Generally, the premise of grade retention as a solution for poor performance is that the problem, if there is one, resides in the child, rather than in the school setting. Rather than looking carefully at classroom practices and student needs when students are not achieving, schools send students back to repeat the same experience over again. Very little is done to ensure that the experience will be either higher in quality or more appropriate for the individual needs of the child. In short, grade retention provides little accountability for the quality of the educational experience students receive.


While it is certainly true that both students and their parents bear a measure of accountability for attending school, putting forth effort, and striving to meet expectations (and policies that set standards appropriately seek to mobilize those efforts), it is important for accountability policies to fairly assess what children and parents can do and what they system must do to enable successful efforts. This is especially important given the clear evidence that children in the United States receive dramatically unequal access to high-quality curriculum and teaching, and that these differentials are strongly related to their achievement (see Darling-Hammond, 1997, for a review).


Despite the rhetoric of American equality, the school experiences of students of color in the United States continue to be substantially separate and unequal. More than two thirds of  ‘‘minority’’ students attend predominantly minority schools, and one third of Black and Latino students attend intensely segregated schools (i.e., 90% or more minority enrollment), most of which are in central cities (Orfield & Gordon, 2001). Currently, about two thirds of all students in central city schools are Black or Hispanic (National Center for Education Statistics, 1997a). This concentration facilitates inequality. Not only do funding systems and tax policies leave most urban districts with fewer resources than their suburban neighbors, but schools with high concentrations of low-income and ‘‘minority’’ students receive fewer resources than other schools within these districts. And tracking systems exacerbate these inequalities by segregating many ‘‘minority’’ students within schools, allocating still fewer educational opportunities to them at the classroom level.


In their review of resource allocation studies, MacPhail-Wilcox and King (1986) summarized the resulting situation as follows:


School expenditure levels correlate positively with student socioeconomic status and negatively with educational need when school size and grade level are controlled statistically. . . .Teachers with higher salaries are concentrated in high income and low minority schools. Furthermore, pupil-teacher ratios are higher in schools with larger minority and low-income student populations. . . . Educational units with higher proportions of low-income and minority students are allocated fewer fiscal and educational resources than are more affluent educational units, despite the probability that these students have substantially greater need for both. (p. 425)


The situation has not improved in most states over the last decade and has grown substantially worse in some, as recent lawsuits challenging inequalities in Alabama, California, Louisiana, New Jersey, New York, and elsewhere have demonstrated. In combination, policies associated with school funding, resource allocations, and tracking leave poor and minority students with fewer and lower quality books, curriculum materials, laboratories, and computers; significantly larger class sizes; less qualified and experienced teachers; and less access to high quality curriculum.

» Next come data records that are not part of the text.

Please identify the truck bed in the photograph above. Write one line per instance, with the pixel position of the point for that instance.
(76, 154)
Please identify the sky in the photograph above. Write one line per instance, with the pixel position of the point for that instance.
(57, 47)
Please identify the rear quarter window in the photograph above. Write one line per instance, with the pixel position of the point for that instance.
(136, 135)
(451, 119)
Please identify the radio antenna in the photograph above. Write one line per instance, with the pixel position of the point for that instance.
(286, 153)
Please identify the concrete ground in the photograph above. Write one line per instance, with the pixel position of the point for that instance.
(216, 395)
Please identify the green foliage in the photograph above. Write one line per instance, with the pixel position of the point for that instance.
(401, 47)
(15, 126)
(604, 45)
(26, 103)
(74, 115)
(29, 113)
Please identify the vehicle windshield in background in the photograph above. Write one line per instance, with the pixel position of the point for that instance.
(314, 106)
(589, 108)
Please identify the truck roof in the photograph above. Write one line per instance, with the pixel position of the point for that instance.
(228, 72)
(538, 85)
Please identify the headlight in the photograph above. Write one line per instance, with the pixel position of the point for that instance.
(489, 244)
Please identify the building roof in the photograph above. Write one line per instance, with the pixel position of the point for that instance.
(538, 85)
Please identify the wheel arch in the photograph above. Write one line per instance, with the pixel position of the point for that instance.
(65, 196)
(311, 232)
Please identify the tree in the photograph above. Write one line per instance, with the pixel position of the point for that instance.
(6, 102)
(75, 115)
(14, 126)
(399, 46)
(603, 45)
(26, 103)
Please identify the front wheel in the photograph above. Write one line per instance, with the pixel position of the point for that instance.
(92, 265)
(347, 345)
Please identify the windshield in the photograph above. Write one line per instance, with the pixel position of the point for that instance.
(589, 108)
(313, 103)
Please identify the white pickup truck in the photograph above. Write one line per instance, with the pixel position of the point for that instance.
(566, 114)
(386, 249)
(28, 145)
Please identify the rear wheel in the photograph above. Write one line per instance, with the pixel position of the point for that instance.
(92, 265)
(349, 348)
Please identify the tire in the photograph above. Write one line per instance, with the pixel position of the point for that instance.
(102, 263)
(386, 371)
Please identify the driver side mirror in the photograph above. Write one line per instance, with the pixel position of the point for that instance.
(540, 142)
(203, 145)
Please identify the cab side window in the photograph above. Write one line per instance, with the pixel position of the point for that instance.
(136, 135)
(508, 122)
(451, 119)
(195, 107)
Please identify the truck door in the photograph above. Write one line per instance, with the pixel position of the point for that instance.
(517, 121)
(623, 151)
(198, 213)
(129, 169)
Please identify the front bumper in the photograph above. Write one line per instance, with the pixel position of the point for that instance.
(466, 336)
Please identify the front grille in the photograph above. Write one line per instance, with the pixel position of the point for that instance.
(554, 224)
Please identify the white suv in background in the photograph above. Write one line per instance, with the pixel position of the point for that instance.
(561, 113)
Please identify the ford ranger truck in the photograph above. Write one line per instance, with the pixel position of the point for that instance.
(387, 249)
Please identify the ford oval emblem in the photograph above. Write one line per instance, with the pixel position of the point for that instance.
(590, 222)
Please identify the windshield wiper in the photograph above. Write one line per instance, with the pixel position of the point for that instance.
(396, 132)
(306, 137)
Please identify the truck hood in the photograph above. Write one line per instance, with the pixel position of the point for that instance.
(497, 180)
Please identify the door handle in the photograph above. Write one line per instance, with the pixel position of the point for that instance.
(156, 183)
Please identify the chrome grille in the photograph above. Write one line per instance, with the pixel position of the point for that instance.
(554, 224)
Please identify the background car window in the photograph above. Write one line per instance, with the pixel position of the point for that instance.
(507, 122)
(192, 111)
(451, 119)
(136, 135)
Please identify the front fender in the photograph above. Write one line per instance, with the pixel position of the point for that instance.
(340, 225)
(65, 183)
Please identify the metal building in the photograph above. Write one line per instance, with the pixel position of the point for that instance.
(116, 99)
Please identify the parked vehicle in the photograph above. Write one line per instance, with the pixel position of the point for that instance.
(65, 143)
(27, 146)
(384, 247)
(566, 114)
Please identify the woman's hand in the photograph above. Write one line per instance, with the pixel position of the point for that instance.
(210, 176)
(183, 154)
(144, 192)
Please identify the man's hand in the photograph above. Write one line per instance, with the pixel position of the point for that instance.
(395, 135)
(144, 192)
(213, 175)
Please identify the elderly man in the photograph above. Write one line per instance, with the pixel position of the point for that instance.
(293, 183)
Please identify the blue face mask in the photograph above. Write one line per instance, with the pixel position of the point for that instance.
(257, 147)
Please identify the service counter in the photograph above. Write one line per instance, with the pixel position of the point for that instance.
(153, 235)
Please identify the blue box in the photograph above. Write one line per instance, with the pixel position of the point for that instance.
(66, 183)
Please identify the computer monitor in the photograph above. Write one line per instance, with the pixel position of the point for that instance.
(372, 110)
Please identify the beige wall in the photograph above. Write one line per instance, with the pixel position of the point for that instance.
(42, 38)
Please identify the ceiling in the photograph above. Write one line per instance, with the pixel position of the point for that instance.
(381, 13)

The fact that the least qualified teachers typically end up teaching the least advantaged students is particularly problematic, given recent studies that have found that teacher quality is one of the most important determinants of student achievement (for a review, see Darling-Hammond, 2000). Low-income and minority students are least likely to receive well-qualified, highly effective teachers (National Center for Education Statistics, 1997a; Sanders & Rivers, 1996). Some evidence suggests that differences in the quality of teachers available to poor and minority children may explain nearly as much of the variance in student achievement as socioeconomic status (Ferguson, 1991; Strauss & Sawyer, 1986).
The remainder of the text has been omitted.